In Singapore, GST registration is mandatory once your annual taxable turnover exceeds S$1 million. However, many foreign companies choose to register voluntarily before reaching this milestone. This allows them to reclaim the 9% GST on local expenses such as office rent and professional fees, while aligning more effectively with GST-registered corporate clients.
Once you are registered, you must file a GST return with the Inland Revenue Authority of Singapore (IRAS) every three months. This guide explains the filing process for foreign entities, covering the essential forms and steps you need to take to keep your company’s tax status in the clear.
Understanding the GST System in Singapore
Singapore’s Goods and Services Tax (GST) is a broad-based consumption tax currently set at 9%. For businesses, it functions as a “pass-through” tax. You act as a collecting agent for IRAS, reporting the difference between the tax you charge on sales (Output Tax) and the tax you pay on business expenses (Input Tax).
The system offers specific classifications that can optimize your tax position:
- Zero-Rated Supplies (0% GST): If you export physical goods or provide “international services” (such as consulting or software development for clients who belong outside Singapore), you charge 0% GST. Crucially, you can still reclaim the 9% GST paid on your local Singapore overheads, leading to a net tax refund.
- Exempt Supplies: Certain financial services and residential rentals are exempt. Unlike zero-rated sales, you cannot reclaim the GST spent on business inputs related to these supplies.
- Out-of-Scope Supplies: Transactions that occur entirely outside of Singapore (e.g., third-country trade) fall outside the GST net and generally don’t count toward your registration threshold.
For a deeper dive into registration requirements and the different types of taxable supplies, visit our complete guide on GST in Singapore: What Businesses Need to Know.

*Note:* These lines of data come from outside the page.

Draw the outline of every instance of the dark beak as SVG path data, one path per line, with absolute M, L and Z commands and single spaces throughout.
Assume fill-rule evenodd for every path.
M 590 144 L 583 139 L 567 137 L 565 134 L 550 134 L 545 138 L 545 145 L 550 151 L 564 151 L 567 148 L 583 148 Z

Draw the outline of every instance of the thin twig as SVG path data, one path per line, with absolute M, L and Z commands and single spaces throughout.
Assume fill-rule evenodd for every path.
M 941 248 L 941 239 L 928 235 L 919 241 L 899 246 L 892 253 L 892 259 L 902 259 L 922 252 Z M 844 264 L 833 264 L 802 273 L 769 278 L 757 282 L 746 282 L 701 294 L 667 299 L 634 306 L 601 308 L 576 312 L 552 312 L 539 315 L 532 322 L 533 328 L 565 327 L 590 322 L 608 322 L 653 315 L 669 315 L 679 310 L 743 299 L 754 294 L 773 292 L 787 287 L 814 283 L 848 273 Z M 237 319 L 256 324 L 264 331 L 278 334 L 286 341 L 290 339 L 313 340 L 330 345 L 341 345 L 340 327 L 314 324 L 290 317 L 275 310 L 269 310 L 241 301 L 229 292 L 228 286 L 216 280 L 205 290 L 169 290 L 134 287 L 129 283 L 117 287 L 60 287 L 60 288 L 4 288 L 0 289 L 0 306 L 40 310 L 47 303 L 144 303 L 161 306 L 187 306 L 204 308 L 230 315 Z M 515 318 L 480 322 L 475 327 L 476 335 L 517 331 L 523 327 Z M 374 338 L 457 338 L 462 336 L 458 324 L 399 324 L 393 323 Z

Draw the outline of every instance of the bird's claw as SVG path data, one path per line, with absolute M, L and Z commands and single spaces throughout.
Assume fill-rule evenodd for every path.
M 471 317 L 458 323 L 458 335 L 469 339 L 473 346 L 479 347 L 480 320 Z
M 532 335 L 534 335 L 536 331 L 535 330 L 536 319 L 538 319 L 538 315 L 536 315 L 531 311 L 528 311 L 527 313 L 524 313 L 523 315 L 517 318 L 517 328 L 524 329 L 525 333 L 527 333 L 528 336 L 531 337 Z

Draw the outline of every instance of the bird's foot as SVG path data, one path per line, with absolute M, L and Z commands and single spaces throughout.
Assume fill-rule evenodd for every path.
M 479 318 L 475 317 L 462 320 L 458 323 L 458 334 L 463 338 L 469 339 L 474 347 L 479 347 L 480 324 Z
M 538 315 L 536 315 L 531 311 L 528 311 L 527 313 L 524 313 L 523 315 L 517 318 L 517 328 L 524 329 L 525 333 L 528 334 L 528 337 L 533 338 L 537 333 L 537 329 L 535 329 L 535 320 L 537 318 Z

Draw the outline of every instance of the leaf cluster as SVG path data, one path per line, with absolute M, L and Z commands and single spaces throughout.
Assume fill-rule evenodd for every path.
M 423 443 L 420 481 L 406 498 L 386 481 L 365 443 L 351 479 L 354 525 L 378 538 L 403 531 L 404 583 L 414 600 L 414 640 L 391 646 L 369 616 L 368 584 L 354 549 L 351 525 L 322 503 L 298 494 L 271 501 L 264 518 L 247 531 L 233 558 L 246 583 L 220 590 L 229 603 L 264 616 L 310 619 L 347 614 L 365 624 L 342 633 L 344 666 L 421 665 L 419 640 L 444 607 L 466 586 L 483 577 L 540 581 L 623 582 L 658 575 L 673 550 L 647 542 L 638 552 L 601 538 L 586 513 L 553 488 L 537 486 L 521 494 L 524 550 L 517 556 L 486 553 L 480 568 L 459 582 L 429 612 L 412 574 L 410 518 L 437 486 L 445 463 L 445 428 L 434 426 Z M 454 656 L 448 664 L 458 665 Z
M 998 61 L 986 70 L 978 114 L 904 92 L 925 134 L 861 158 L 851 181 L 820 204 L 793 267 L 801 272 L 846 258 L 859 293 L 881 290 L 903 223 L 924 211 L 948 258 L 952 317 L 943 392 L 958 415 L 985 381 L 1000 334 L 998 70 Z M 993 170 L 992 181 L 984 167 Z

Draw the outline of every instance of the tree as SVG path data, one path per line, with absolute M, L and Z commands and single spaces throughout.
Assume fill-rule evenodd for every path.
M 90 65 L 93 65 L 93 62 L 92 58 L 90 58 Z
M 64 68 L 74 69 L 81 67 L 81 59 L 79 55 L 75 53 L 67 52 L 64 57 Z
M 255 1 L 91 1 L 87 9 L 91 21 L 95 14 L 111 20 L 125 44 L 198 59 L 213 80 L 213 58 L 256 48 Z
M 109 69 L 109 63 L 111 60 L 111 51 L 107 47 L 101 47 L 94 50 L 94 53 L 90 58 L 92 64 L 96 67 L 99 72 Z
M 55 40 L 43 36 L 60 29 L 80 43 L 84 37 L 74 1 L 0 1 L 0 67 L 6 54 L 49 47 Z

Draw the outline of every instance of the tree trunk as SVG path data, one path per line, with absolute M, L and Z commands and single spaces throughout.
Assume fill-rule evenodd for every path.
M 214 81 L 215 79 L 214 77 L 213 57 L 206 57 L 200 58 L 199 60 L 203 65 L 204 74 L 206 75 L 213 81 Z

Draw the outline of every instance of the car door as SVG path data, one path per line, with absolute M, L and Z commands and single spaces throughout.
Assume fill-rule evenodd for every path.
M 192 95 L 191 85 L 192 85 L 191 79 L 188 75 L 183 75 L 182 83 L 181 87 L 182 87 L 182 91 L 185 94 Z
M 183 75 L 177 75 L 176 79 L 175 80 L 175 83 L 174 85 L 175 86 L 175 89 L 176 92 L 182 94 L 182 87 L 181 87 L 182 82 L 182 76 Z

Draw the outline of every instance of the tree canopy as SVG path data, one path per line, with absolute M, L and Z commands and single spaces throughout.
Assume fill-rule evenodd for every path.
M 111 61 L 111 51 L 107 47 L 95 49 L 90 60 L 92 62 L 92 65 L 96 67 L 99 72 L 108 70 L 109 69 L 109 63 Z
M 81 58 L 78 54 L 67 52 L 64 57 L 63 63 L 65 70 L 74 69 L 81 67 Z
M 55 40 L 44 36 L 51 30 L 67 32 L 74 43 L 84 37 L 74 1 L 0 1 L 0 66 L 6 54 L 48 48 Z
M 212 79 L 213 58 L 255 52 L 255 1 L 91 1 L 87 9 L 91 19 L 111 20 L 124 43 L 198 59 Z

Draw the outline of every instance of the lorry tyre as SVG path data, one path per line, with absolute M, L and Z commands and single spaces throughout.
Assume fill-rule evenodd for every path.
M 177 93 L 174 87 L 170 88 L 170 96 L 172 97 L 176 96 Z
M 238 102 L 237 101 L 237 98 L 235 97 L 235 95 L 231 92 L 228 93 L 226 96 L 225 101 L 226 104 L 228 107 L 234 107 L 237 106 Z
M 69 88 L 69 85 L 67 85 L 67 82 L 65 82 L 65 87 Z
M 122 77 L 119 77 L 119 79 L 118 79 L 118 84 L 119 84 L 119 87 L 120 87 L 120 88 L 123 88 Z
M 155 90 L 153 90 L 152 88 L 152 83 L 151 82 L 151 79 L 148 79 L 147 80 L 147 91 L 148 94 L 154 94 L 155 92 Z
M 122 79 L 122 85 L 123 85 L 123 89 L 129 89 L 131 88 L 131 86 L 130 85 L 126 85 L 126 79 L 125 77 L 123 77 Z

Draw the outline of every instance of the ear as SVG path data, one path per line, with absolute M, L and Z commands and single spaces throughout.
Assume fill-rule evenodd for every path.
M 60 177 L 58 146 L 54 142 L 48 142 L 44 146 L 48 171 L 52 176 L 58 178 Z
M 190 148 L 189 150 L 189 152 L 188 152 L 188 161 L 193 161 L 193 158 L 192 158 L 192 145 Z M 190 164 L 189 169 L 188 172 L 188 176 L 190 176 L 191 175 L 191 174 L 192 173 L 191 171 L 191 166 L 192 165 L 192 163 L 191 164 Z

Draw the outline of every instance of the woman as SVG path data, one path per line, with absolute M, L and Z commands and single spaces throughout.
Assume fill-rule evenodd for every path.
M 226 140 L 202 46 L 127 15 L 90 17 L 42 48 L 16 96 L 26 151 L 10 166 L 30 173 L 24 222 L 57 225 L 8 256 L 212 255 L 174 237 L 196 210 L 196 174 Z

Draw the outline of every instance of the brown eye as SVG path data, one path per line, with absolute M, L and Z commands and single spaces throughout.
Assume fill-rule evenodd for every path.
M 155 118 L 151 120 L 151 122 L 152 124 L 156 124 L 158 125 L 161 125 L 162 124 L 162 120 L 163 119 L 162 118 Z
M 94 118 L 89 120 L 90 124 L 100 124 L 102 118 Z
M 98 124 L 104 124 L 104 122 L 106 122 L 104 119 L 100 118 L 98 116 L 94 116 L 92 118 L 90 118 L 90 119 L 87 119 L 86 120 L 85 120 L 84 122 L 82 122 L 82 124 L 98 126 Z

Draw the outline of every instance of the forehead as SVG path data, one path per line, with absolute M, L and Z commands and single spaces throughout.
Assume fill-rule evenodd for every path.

Who Needs to File for GST in Singapore?
GST filing is not limited to companies that collect tax from local customers. Once your business enters the GST system, IRAS expects a return for every reporting period, regardless of where your clients are or whether any tax is ultimately payable.
The following types of businesses fall within Singapore’s GST filing framework:
- Compulsory Registrants: Any business whose annual taxable turnover has crossed (or is expected to cross) the S$1 million mark.
- Voluntary Registrants: Businesses that choose to register early, often to reclaim the 9% GST on high setup costs or to gain corporate credibility. These businesses must stay registered for at least two years.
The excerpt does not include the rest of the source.